Signing and Updating the Blog on S3

One drawback to using a static site is that when you make changes to things that are shared between pages all those pages have to be updated. And since I’m also GPG signing the pages one change can end up touching a couple hundred pages. With the move to Hugo I’ve also been updating things more often that I normally do. I had forgotten about the CloudFront limit on invalidation requests (first 1000 a month are free. $0.005 each after that).

This blog is hosted on Amazon S3 storage using their website feature. I have CloudFront in front of that to handle the domain names and the SSL certificates (which are now provided by Amazon). But this means that when I change something on the blog it can take some time to propagate to the various CDNs used by CloudFront. So I have been using --cf-invalidate with the s3cmd sync command. This submits invalidations for all the changed pages so that they show up quickly.

I first noticed something when I got an alert from AWS that my bill was over $10 this month.

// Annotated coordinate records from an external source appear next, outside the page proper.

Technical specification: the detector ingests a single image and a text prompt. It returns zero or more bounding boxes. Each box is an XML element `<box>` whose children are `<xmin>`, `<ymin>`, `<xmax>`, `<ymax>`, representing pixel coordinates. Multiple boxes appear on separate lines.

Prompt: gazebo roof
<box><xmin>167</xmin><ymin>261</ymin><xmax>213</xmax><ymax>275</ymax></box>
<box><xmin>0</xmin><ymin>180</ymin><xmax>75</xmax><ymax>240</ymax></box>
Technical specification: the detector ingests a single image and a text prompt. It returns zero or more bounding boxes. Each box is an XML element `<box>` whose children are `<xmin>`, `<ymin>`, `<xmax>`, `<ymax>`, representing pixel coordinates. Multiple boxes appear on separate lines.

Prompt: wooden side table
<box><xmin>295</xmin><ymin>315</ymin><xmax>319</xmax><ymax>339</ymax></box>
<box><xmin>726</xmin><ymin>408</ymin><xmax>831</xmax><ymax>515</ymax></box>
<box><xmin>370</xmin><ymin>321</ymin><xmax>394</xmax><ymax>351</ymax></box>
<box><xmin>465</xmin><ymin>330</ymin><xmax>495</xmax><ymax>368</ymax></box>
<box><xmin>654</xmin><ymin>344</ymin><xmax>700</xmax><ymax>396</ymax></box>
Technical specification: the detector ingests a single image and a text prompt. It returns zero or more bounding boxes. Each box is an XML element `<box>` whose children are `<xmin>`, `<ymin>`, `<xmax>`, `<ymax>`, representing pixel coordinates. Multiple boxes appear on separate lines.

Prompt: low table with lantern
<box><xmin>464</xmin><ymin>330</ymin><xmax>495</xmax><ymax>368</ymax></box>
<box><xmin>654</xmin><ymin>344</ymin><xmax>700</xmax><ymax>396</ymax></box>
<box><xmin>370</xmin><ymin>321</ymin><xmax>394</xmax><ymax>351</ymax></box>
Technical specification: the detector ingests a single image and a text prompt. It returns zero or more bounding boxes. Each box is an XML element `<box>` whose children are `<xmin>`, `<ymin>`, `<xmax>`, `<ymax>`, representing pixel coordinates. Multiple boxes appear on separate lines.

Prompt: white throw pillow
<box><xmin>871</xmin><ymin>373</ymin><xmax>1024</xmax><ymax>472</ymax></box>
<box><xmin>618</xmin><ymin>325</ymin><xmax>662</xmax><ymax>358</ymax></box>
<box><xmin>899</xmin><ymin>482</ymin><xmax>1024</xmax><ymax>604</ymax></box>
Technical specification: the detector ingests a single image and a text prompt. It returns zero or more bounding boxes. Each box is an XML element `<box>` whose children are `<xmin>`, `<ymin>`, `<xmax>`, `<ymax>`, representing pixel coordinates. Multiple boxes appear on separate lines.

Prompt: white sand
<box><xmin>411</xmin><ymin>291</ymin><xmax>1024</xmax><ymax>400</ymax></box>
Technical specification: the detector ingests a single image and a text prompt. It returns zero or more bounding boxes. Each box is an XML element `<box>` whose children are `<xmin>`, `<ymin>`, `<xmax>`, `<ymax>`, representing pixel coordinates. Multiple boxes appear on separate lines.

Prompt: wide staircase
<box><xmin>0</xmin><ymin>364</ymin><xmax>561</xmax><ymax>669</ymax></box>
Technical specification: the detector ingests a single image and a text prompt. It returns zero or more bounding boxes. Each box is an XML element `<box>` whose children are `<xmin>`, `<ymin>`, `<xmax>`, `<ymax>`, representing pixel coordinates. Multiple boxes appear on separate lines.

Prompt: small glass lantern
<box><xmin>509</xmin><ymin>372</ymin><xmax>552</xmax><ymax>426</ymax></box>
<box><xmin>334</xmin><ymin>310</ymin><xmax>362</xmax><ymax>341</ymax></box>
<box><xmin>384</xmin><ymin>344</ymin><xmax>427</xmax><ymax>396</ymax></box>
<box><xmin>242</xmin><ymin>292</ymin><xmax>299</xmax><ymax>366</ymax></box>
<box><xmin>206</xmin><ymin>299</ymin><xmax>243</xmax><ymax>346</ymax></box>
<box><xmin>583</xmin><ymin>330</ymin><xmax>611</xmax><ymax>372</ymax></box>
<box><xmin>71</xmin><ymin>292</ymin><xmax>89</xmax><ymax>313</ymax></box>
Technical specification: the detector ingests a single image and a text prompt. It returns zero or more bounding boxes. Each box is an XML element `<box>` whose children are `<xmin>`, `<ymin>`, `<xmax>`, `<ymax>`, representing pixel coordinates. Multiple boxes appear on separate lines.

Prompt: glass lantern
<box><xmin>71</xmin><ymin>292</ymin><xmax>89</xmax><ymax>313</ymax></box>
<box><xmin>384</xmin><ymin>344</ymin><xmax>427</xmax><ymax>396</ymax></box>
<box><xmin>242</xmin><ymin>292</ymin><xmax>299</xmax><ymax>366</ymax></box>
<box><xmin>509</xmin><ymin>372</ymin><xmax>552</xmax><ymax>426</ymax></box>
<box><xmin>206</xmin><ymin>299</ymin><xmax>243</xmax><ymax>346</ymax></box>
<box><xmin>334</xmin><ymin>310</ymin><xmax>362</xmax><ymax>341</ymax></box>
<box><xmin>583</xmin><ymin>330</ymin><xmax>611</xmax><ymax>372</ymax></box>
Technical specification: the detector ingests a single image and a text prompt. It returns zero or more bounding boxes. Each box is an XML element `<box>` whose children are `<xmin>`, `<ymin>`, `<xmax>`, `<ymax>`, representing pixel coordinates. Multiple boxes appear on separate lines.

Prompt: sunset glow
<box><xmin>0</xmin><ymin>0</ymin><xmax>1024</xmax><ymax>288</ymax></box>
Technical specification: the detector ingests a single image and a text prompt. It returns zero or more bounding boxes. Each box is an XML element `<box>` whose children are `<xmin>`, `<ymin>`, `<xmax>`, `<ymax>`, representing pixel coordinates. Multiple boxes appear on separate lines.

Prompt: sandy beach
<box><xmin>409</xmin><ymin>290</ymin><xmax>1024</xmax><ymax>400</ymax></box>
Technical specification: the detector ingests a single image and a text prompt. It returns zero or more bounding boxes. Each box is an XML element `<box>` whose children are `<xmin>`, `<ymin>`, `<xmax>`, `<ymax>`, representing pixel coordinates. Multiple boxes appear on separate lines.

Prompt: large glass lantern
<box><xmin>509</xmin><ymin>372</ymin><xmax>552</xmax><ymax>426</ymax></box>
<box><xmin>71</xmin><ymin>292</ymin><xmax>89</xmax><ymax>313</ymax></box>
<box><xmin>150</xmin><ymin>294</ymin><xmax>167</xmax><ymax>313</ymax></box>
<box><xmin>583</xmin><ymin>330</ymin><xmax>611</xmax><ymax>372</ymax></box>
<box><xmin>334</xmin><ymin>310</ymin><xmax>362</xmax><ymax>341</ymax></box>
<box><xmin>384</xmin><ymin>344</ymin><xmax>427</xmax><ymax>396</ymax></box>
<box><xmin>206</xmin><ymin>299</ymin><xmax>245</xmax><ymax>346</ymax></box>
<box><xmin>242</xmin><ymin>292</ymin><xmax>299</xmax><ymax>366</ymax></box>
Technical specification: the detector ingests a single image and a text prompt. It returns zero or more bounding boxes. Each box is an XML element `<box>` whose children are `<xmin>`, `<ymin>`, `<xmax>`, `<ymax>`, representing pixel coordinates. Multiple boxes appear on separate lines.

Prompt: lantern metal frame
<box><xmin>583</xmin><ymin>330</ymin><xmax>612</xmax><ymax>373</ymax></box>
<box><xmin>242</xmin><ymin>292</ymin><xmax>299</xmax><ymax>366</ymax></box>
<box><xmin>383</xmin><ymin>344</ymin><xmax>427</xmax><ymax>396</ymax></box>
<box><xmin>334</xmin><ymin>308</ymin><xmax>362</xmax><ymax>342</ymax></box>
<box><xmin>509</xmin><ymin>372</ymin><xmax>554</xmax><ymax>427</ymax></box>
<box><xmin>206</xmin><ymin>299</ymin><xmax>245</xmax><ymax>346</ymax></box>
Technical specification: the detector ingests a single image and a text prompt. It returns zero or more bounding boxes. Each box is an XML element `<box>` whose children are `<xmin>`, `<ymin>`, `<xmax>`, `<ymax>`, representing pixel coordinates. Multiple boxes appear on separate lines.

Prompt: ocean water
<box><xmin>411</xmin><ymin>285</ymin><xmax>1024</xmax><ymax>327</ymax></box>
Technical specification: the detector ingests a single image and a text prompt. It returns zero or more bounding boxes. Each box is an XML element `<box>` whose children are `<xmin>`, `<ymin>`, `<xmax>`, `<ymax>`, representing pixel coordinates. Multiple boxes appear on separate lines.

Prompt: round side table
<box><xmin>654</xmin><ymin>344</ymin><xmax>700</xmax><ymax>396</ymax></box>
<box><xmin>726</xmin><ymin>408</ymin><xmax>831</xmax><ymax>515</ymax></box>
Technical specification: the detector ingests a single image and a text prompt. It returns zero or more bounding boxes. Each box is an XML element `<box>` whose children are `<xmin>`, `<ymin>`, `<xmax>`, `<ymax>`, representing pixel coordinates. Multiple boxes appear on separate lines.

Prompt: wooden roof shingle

It was obvious from looking at the billing dashboard that my invalidation count had gone over the limit. An extra 1535 URLs had cost me $7.68

In order to limit the number of changes per-post I’ve dropped the ‘recent posts’ sidebar, it’s kind of redundant since you can see the recent posts by going to the main page anyway. That keeps new posts from changing all the previous posts. I also dropped the --cf-invalidate from the s3cmd sync and will be trying to use a manual invalidation of /* in the CloudFront web UI. According to this document that should only count as 1 request instead of the individual pages.

Here’s the script I’m currently using. It regenerates the site in an empty ./public directory but keeps copies of the previous run in ./pre-signed and a copy of the final output in ./signed-output. By using rsync between the 2 unsigned directories I am able to determine which pages need to be re-signed and added to ./signed-output. All non-html files get synced directly from ./public to ./signed-output

Now to see if a manual /* invalidation makes my URL count increment to 1536 or not…

#!/usr/bin/bash

# Where to push the changes using s3cmd
S3_BUCKET=yourbucketname

HUGO_DIR=./hugo/
# These are all under $HUGO_DIR
# BEWARE - $PUBLIC_DIR is removed before regenerating the site
PUBLIC_DIR=./public/
PRE_SIGNED=./pre-signed/
SIGNED_OUTPUT=./signed-output/

if [[ "$1" == "push" ]]; then
    PUSH=1
else
    PUSH=0
fi

# GnuPG sign a page
sign_page() {
    echo "GPG Signing $1"
    DIRNAME=$(dirname "$1")
    mkdir -p "$SIGNED_OUTPUT$DIRNAME"

    # Add the comments so they get signed
    printf "\n-->\n" > "$SIGNED_OUTPUT$1"
    cat "$PRE_SIGNED/$1" >> "$SIGNED_OUTPUT$1"
    printf "\n<!--\n" >> "$SIGNED_OUTPUT$1"

    # Sign it
    gpg2 -a --clearsign "$SIGNED_OUTPUT$1" || exit 1

    # Add the rest of the comments, outside the signature
    printf "\n<!--\n" > "$SIGNED_OUTPUT$1"
    cat "$SIGNED_OUTPUT$1.asc" >> "$SIGNED_OUTPUT$1"
    printf "\n-->\n" >> "$SIGNED_OUTPUT$1"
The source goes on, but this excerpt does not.